One of the most useful findings to emerge from MBTI-based research is in the dissimilarities that exist between students and their teachers. In terms of their dominant personality types, most faculty interact with the world, information, and others in ways that are quite different from how most of the population do. Summarizing data from a number of studies of type profiles among academic populations, Grasha, like Lawrence, shows that faculty exhibit a disproportionate preference for introversion and intuition in relation to their students and the general population (43):
 Faculty Students
Extraverted 46% 70%
Introverted 54% 30%
Sensing 36% 70%
Intuitive 64% 30%
In articulating the implications of these differences for how teachers and students interact in the classroom, Grasha writes, I typically find that the discrepancies between faculty and their students on the dimension of introversion and intuition are particularly problematic for faculty . . . .[C]ompared to the average college student, college faculty are overrepresented on these two types. In effect faculty interests and energy are largely captured by the inner world of ideas and they are more willing to consider possibilities for things that are not immediately apparent or available to the senses. Most college teachers also have the capacity to formulate hypotheses, to anticipate expected outcomes, and to formulate the implications of existing ideas and data from their disciplines. While such qualities are ideal for scholarship, they often clash with the more extraverted and sensing qualities of students. Unlike many of their instructors, most students get their energy from the world of people, objects and events. They prefer to see, touch, and feel things in order to gather information.

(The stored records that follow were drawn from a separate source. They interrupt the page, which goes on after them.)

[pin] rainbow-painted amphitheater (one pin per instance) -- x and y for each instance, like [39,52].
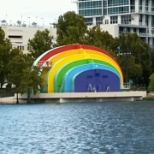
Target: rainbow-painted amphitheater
[79,68]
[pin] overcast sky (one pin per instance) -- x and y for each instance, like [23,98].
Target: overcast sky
[35,10]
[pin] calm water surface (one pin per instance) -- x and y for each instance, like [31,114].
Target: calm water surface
[78,128]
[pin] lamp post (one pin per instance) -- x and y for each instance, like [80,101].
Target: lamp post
[125,62]
[29,21]
[42,22]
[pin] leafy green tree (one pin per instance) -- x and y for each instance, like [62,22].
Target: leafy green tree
[5,49]
[41,42]
[71,28]
[17,63]
[30,81]
[97,37]
[151,84]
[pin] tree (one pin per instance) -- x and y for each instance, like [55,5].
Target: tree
[30,82]
[34,24]
[71,28]
[5,49]
[151,84]
[19,22]
[41,42]
[97,37]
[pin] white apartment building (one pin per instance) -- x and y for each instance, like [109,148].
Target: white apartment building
[120,16]
[20,35]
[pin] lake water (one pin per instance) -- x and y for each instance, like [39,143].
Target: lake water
[78,128]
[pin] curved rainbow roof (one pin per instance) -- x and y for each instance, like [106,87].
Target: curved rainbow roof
[79,68]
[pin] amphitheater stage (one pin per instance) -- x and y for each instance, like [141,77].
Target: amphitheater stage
[86,96]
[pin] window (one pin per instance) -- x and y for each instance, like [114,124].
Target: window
[113,19]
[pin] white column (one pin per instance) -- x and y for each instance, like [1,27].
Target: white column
[137,6]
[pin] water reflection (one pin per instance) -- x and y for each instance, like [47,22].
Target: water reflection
[77,128]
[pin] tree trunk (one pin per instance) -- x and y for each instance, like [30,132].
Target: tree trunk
[28,96]
[17,102]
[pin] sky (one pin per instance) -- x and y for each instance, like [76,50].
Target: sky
[39,11]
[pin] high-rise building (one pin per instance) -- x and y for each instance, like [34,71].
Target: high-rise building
[120,16]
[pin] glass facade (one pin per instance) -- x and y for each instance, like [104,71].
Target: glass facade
[104,7]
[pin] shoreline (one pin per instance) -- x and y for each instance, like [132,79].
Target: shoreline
[8,100]
[108,96]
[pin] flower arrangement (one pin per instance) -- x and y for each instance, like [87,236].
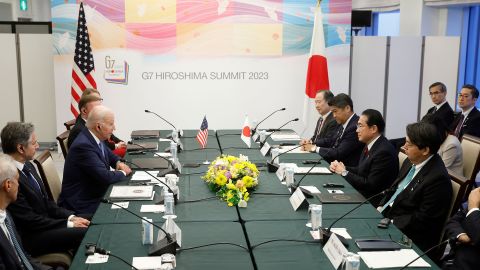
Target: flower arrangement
[232,178]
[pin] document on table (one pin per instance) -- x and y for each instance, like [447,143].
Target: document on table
[285,137]
[132,192]
[143,176]
[316,170]
[299,150]
[391,259]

Their orientation is more to the hands-on experiences and the practical implications of issues. Theoretical concerns and analysis is not typically one of their strong points. 11

Thus when faculty become excited about theoretical and conceptual issues, most students are looking for concrete and clear examples of terms and concepts. While some faculty may be satisfied with a rich verbal description of a point, many students want to see, hear, or touch something that is a representation of the conceptual point. When teachers become too theoretical and conceptual, the majority of their students are often lost. Deep intellectual analysis is not their strong suit. 

In a nutshell, the research on differences exhibited between teachers and students suggests that, more often than not, classroom activities that make perfect sense to teachers can easily be interpreted by students in almost diametrically opposite ways ( Lawrence; Jensen and DiTiberio).  

PRAGMATIC RESPONSE TO LEARNING STYLE AND PERSONALITY TYPE DIVERSITY

 A more accessible inventory than MBTI is the VARK learning styles inventory, developed by New Zealand educators Neil Fleming and Colleen Mills ( 1992). Rather than focus on personality preferences as a means of gaining insight on how students prefer to learn, Fleming and Mills focused on the "sensory modalities as a learning style dimension" . Their sensory-based learning styles model, VARK, derives it name from the following four "perceptual modes" that individuals gravitate toward as they deal with day-today activities and with formal learning situations: Visual: preference for graphical and symbolic ways of representing information. Aural: preference for "hear" information. Read/Write: preference for information printed as words.

Kinesthetic: preference for the use of experience and practice (simulated or real).

This inventory is much more accessible than MBTI is. The "How Do I Learn Best" questionnaire consists of thirteen items, is easily self-scored, and requires little to no administrative training. The strategies presented for helping teachers understand how their learning style preferences influence their choice of teaching activities are straightforward and intuitively appealing. The same can be said for the guides for students that provide strategies for note taking, study activities, and exam preparation. Additionally, the tool is free and easily obtained.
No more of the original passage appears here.